(Der hybride Testansatz: Qualitative Empfehlungen und quantitative Kennzahlen)
Paper at Mensch und Computer 2005, Linz 4. - 7.9.2005
Tim Bosenick SirValUse Consulting GmbH Germany |
J.O. Bugental † USA |
Matthias Müller-Prove Sun Microsystems GmbH |
Hybrid testing combines the need for qualitative recommendations to improve a user inter-face with the need for quantitative figures to express the user experience of the user inter-face. On one hand, the recruitment, the structure of the sessions and the tasks are standardized so that controlled and repeated measurements are possible under the same conditions over time. During task solving, certain measures are taken and observations recorded. In con-junction with subjective assessments, these measurements form the base of a calibrated and condensed index that express the user experience of the user interface in one figure. On the other hand, it is possible to explore usability problems qualitatively after each task so that deep insights into user behaviour are achievable. These data allow recommendations to be made that help to improve the interface.
User Experience, qualitative and quantitative testing, hybrid testing
Qualitative usability tests belong to the standard repertoire of companies who want to design user-friendly websites or to develop computer applications best suited to the users (cf. Nielsen 1993, Mayhew 1999, Travis 2003). In general, these tests are conducted with 10 to 20 participants who represent the potential or actual user group. The objective is to find problems as effectively as possible in order to be able to improve the user interface. If the company really takes the topic seriously, usability tests are carried out not only with the final product but iteratively throughout the entire development process. This way, awful blunders can be discovered early, and, at the same time, expensive mistakes are avoided.

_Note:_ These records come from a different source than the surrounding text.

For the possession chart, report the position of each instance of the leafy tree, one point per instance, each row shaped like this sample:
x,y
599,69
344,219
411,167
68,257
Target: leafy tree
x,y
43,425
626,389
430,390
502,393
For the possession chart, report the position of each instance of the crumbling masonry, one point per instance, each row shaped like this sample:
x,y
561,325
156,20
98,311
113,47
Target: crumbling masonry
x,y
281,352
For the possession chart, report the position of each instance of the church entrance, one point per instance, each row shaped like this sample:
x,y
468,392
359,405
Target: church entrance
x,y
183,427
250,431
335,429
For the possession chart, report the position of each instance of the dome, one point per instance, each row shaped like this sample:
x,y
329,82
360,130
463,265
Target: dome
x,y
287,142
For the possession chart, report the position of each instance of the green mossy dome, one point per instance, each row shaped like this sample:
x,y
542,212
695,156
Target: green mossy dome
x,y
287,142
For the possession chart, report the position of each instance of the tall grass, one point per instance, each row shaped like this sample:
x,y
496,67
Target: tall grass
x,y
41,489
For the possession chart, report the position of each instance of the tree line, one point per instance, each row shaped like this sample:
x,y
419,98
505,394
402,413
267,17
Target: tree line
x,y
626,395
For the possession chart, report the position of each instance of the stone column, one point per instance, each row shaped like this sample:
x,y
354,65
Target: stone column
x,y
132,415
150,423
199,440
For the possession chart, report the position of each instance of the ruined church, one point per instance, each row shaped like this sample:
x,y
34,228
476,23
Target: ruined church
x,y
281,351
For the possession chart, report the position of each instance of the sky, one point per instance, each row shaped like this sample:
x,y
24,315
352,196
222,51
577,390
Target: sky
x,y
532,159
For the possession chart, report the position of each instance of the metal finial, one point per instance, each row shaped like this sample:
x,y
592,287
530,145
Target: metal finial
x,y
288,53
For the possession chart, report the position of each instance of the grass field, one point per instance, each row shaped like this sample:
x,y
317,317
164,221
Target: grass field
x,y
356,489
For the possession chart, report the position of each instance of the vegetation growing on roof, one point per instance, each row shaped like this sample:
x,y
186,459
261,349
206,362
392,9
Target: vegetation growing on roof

The costs associated with the iterative qualitative approach can be considerable. Where ever costs are incurred, the investment must be justified. Thus a method of making usability measurable is sought-after; for this is the only way to quantitatively assess the optimizations initiated through the qualitative tests.
Whereas qualitative testing is invaluable for product design, it cannot produce data for quantitative indices. Even worse, the qualitative approach interferes with a pure quantitative approach because the facilitator’s interventions introduce side effects on the participant’s actions. Objective and repeatable measurements are not possible under these conditions.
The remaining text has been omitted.